A estas alturas empieza a dar toda la sensación de que con el ‘brexit’
el Reino Unido se ha pegado no uno, sino varios tiros en sus muchos
pies. Y el que tiene todas las papeletas para adjudicarse el plomazo
gordo, el tiro de los tiros, es el privilegiado Gibraltar. Hasta dónde
llegará el desconsuelo y la furia por el autodisparo que ha llevado a
los tabloides y algunos creadores de opinión británicos a contemplar la
posibilidad de una guerra con España por la Roca; guerra que
naturalmente ganaría el Reino Unido, como hizo con las Malvinas y la
Invencible (mal andan tus cosas cuando echas mano de referentes tan
remotos, en el espacio o en el tiempo).
Eso sí: algunos de los
belicistas, en un rapto de honestidad intelectual infrecuente en los de
su especie, sitúan la garantía de la victoria en el apoyo
estadounidense, una forma de reconocer que desde hace mucho tiempo el
orgulloso Imperio Británico sólo resulta operativo con respiración
asistida desde Washington, como la tuvo frente a la machada inútil de
Galtieri, y bien que supo corresponder Tony Blair cuando George W. Bush
le reclamó la deuda para ir a Irak.
Es de suponer, y de esperar, que el ardor guerrero se enfriará, y que
la cauta respuesta de las autoridades españolas y europeas conducirá
este asunto, como todos los que forman parte de la negociación de salida
de los británicos (salida decidida por ellos, tocará recordarlo una y
otra vez), a los términos razonables que corresponden entre vecinos con
intereses comunes pero ya no coincidentes.
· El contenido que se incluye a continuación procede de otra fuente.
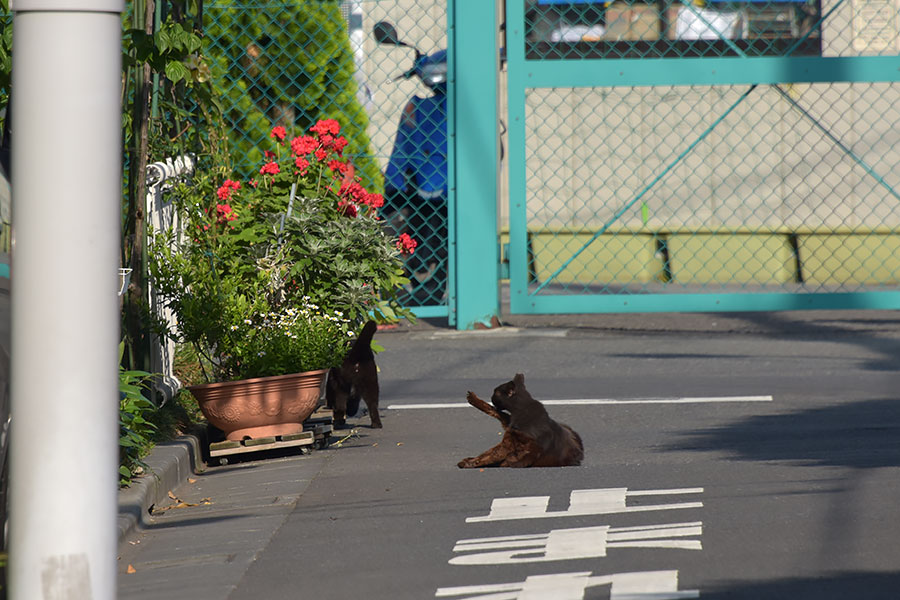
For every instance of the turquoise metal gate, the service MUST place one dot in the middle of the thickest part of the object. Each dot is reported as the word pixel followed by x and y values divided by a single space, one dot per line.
pixel 668 156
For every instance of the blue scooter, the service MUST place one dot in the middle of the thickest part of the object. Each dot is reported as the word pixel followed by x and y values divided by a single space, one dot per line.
pixel 416 174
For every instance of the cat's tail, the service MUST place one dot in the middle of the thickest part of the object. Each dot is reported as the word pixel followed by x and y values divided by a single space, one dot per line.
pixel 362 347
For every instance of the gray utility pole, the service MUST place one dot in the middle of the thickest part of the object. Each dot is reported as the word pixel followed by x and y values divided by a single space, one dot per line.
pixel 66 189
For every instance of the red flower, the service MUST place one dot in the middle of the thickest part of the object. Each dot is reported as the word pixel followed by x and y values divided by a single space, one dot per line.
pixel 347 208
pixel 304 145
pixel 270 168
pixel 278 133
pixel 338 167
pixel 225 213
pixel 406 245
pixel 339 144
pixel 225 190
pixel 354 191
pixel 326 126
pixel 375 200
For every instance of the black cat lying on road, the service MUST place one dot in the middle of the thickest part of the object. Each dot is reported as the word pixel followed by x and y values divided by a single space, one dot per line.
pixel 530 437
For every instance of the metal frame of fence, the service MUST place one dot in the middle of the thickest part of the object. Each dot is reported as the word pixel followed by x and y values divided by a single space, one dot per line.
pixel 735 67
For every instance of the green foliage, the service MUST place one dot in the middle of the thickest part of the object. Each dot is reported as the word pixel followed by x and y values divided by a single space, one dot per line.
pixel 135 427
pixel 290 65
pixel 269 277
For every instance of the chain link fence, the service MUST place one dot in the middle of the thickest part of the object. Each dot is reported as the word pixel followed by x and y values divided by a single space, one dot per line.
pixel 290 63
pixel 714 187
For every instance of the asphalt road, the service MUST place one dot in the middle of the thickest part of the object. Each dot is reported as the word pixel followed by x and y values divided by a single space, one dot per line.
pixel 747 463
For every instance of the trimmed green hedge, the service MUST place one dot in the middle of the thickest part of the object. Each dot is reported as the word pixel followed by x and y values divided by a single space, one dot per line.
pixel 287 64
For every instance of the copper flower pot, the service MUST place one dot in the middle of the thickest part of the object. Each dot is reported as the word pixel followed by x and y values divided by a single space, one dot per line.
pixel 261 407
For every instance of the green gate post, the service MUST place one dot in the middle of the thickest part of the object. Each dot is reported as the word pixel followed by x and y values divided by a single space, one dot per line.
pixel 473 130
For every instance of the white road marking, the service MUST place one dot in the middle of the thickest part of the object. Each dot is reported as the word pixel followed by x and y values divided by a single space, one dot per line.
pixel 571 544
pixel 601 401
pixel 602 501
pixel 646 585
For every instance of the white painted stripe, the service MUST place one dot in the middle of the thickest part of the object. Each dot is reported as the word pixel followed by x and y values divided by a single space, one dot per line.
pixel 665 492
pixel 602 401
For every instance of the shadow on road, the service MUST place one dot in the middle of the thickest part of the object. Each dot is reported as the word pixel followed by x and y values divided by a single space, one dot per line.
pixel 860 435
pixel 870 586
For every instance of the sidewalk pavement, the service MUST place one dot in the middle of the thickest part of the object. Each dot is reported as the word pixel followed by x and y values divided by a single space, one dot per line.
pixel 257 496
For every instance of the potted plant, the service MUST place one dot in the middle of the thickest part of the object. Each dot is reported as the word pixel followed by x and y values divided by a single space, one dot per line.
pixel 269 279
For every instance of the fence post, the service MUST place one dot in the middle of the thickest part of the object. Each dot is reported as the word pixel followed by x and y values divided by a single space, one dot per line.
pixel 474 63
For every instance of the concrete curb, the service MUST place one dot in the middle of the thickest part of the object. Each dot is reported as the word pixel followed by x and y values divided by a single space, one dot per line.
pixel 169 464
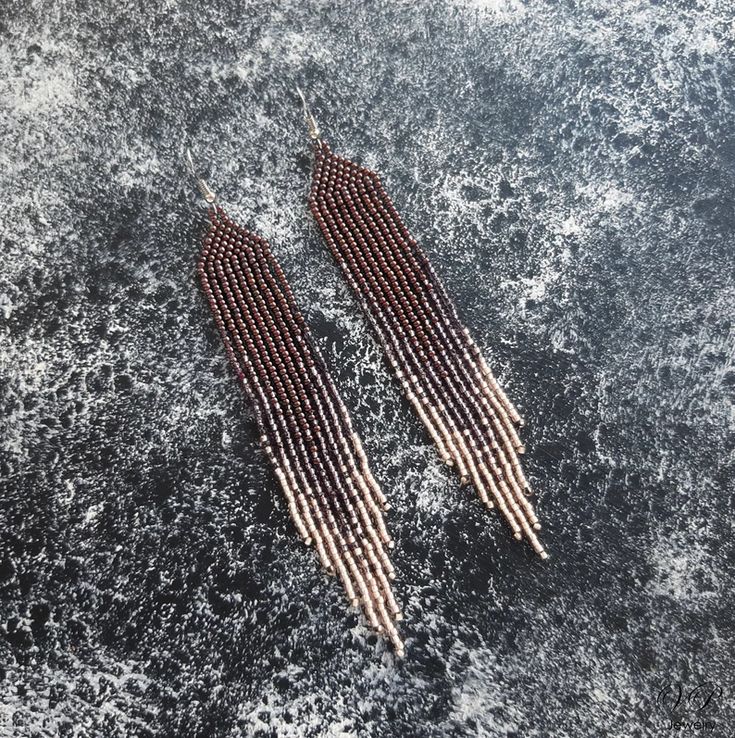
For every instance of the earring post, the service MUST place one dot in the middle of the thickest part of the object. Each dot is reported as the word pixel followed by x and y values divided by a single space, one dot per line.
pixel 308 117
pixel 207 193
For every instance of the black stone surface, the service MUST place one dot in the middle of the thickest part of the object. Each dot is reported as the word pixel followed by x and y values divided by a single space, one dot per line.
pixel 569 168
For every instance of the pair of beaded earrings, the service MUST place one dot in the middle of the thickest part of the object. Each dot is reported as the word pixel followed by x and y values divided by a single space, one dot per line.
pixel 334 501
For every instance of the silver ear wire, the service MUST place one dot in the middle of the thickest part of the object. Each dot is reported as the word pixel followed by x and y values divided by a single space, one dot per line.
pixel 207 194
pixel 308 117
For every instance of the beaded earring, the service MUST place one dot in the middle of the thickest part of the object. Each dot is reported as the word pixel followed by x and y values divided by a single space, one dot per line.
pixel 444 376
pixel 306 432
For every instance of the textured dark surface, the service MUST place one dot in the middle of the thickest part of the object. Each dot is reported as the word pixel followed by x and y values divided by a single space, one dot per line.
pixel 569 170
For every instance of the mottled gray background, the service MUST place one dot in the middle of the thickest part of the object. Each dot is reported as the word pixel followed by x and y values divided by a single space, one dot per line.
pixel 570 169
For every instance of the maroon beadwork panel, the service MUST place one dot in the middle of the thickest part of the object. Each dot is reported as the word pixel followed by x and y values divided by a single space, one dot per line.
pixel 306 432
pixel 446 379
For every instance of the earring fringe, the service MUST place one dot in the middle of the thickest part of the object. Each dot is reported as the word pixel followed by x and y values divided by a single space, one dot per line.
pixel 469 417
pixel 306 432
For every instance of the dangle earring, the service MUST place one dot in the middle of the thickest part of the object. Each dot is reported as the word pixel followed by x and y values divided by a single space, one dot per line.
pixel 443 374
pixel 306 433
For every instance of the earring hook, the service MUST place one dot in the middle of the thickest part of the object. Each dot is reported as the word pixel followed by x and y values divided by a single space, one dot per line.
pixel 308 117
pixel 207 194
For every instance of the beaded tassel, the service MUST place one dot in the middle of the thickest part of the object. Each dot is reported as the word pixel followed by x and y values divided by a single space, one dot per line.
pixel 445 378
pixel 306 432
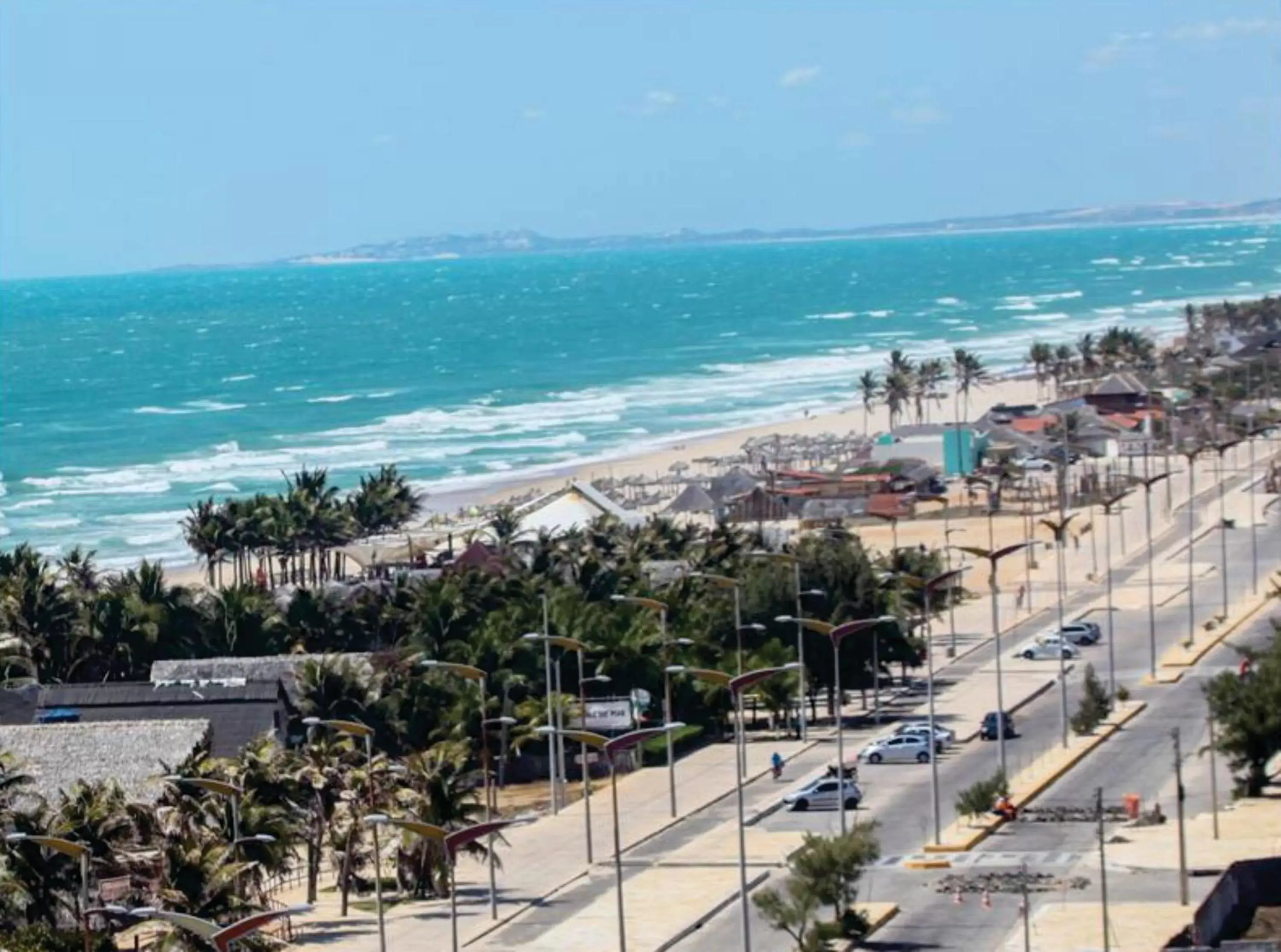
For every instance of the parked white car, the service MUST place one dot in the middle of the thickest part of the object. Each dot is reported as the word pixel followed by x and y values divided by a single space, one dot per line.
pixel 1037 463
pixel 908 749
pixel 1048 647
pixel 825 793
pixel 944 737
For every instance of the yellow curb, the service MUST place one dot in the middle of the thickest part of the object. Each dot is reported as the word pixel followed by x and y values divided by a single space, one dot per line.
pixel 992 824
pixel 961 846
pixel 1179 656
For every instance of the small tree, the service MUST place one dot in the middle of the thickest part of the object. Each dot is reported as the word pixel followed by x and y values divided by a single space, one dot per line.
pixel 978 798
pixel 791 908
pixel 1248 714
pixel 1096 704
pixel 833 865
pixel 824 872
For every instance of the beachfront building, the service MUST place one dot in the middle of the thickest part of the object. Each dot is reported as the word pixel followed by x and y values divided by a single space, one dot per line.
pixel 952 449
pixel 574 506
pixel 133 754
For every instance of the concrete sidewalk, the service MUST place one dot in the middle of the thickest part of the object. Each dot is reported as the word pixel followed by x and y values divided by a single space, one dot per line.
pixel 547 855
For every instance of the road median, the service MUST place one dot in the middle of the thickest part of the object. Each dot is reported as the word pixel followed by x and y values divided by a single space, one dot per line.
pixel 965 834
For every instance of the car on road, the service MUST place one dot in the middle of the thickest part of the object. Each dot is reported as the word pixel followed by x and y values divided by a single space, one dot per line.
pixel 1047 647
pixel 1082 632
pixel 943 737
pixel 1037 463
pixel 988 732
pixel 908 749
pixel 825 793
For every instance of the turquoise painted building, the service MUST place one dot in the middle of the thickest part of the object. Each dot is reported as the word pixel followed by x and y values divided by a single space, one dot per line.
pixel 953 450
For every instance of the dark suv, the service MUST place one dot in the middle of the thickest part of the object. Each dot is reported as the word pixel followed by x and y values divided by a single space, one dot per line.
pixel 988 732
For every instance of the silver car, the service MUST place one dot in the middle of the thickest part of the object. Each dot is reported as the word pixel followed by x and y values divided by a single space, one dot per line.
pixel 825 795
pixel 908 749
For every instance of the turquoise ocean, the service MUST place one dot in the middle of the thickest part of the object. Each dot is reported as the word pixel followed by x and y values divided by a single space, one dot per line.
pixel 125 399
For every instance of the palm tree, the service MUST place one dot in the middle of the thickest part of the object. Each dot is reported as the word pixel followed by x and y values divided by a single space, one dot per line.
pixel 869 389
pixel 1041 357
pixel 898 394
pixel 1088 350
pixel 929 375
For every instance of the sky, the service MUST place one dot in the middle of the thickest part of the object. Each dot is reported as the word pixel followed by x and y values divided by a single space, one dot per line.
pixel 137 135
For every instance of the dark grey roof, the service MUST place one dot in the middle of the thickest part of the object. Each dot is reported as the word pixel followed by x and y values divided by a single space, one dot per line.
pixel 849 508
pixel 737 482
pixel 282 668
pixel 131 754
pixel 130 694
pixel 1119 385
pixel 692 499
pixel 239 714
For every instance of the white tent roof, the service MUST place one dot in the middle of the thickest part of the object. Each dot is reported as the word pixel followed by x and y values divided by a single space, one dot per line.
pixel 572 508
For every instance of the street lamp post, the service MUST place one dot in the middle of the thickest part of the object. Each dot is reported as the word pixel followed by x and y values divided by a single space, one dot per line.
pixel 478 676
pixel 661 609
pixel 612 746
pixel 795 562
pixel 737 686
pixel 941 581
pixel 450 842
pixel 1221 449
pixel 994 558
pixel 558 740
pixel 354 728
pixel 1107 558
pixel 1059 529
pixel 1152 599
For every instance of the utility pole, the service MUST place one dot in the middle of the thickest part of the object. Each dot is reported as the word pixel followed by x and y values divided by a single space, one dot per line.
pixel 1213 778
pixel 1103 870
pixel 1179 805
pixel 1028 915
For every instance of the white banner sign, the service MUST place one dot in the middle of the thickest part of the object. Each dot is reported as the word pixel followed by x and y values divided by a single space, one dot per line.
pixel 606 715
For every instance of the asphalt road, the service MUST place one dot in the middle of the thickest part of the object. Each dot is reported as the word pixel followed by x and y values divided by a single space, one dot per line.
pixel 1137 762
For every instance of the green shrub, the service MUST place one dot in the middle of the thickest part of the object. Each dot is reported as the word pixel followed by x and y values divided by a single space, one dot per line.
pixel 980 796
pixel 1096 704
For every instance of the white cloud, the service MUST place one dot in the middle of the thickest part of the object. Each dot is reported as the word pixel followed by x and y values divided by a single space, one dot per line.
pixel 1229 29
pixel 1116 49
pixel 917 115
pixel 799 77
pixel 657 102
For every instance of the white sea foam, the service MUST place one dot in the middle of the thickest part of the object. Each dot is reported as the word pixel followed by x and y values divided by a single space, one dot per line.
pixel 30 504
pixel 62 523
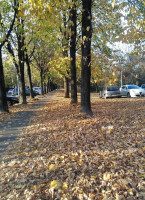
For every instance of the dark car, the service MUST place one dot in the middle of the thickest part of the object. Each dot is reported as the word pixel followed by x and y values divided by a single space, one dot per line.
pixel 12 100
pixel 110 91
pixel 15 91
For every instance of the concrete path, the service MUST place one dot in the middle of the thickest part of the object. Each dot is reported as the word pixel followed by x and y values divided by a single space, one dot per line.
pixel 10 130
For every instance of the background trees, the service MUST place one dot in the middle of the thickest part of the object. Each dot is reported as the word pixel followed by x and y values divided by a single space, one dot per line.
pixel 55 42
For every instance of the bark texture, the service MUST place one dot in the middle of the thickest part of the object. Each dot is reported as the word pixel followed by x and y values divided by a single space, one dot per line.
pixel 86 57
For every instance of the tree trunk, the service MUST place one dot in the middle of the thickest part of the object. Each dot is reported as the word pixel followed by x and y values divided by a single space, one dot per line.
pixel 73 53
pixel 29 76
pixel 21 54
pixel 86 57
pixel 3 100
pixel 66 87
pixel 41 77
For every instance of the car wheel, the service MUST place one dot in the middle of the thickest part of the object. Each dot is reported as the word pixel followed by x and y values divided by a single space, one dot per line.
pixel 128 95
pixel 105 97
pixel 9 103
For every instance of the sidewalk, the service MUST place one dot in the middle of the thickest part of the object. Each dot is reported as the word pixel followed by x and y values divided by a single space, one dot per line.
pixel 11 129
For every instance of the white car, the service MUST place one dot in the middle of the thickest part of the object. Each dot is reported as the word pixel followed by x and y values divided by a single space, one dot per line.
pixel 37 89
pixel 132 91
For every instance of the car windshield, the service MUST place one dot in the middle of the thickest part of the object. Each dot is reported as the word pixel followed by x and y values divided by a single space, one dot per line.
pixel 112 88
pixel 133 87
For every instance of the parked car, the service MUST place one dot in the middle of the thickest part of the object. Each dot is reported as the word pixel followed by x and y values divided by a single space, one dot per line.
pixel 110 91
pixel 37 89
pixel 132 91
pixel 143 86
pixel 14 91
pixel 12 100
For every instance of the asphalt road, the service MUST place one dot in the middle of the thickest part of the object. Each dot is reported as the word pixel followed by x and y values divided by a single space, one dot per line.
pixel 10 130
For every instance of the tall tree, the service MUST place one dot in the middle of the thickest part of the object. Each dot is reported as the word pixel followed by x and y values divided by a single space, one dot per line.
pixel 86 56
pixel 5 35
pixel 73 19
pixel 21 54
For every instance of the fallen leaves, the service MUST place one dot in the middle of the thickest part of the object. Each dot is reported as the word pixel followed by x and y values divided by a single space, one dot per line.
pixel 66 155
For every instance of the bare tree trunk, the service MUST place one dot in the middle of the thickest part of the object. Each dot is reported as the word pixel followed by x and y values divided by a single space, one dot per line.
pixel 66 87
pixel 41 77
pixel 29 76
pixel 86 57
pixel 3 100
pixel 20 37
pixel 73 53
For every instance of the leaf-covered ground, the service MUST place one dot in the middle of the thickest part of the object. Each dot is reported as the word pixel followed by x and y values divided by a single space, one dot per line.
pixel 66 155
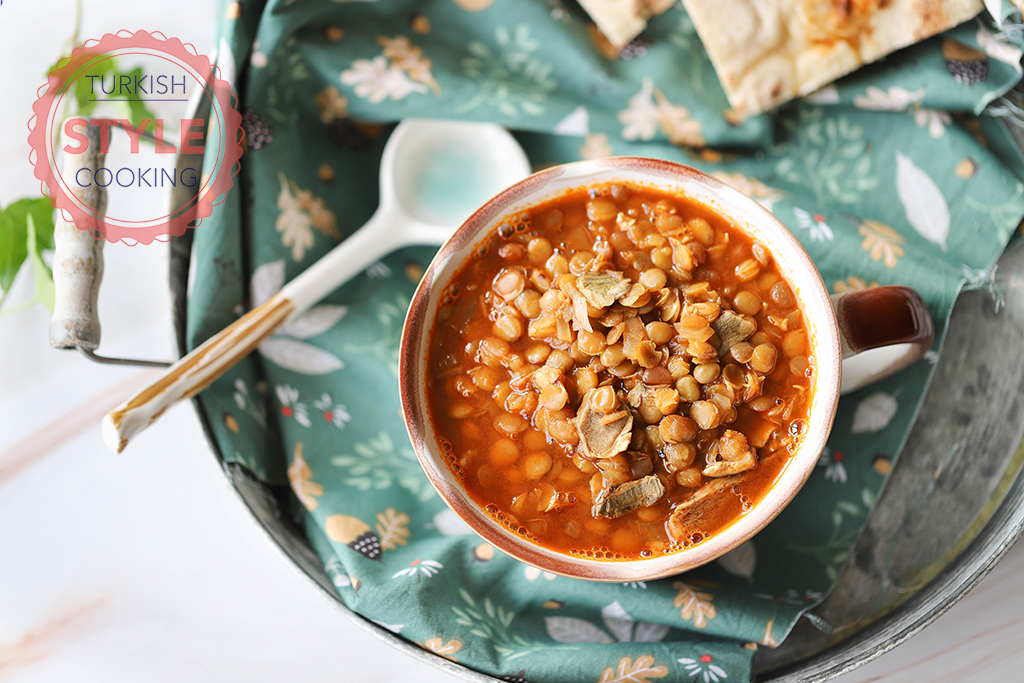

Nadie debe perjudicar porque
sí al otro, y nadie puede contar con seguir apoyándose en la solidaridad
de quien ya es otra cosa.
Los tambores de guerra que hacen sonar esos británicos
preliminarmente agraviados por lo que aún no se ha producido pueden
apuntar a España, a Europa o a la Alianza Galáctica. No cambiarán el
hecho de que quienes han decidido entrar en conflicto con su historia,
su geografía y su futuro son los propios británicos, en una decisión
soberana que los demás hemos de respetar pero que a ellos les toca
arrostrar, con todas las rebajas y mutaciones que implica, salvo
aquellas que sean capaces de evitar ofreciendo las adecuadas
contrapartidas, y no esas amenazas que dan en lanzar a diestro y
siniestro, como si se dirigieran a una hueste de cipayos sujetos a
alguna forma de subordinación o sumisión a sus instrucciones.
El caso, y sus primeros compases, bien pueden servir de orientación a
aquellos otros que se plantean un futuro idílico por la vía de romper
sus lazos y vínculos con quienes los mantienen desde mucho antes de que
el Reino Unido entrara en la UE. No se trata de desquite, no se trata de
rencor o represalia: se trata de que quien se va, se va, y no se queda
sólo para lo que le conviene. Es muy simple.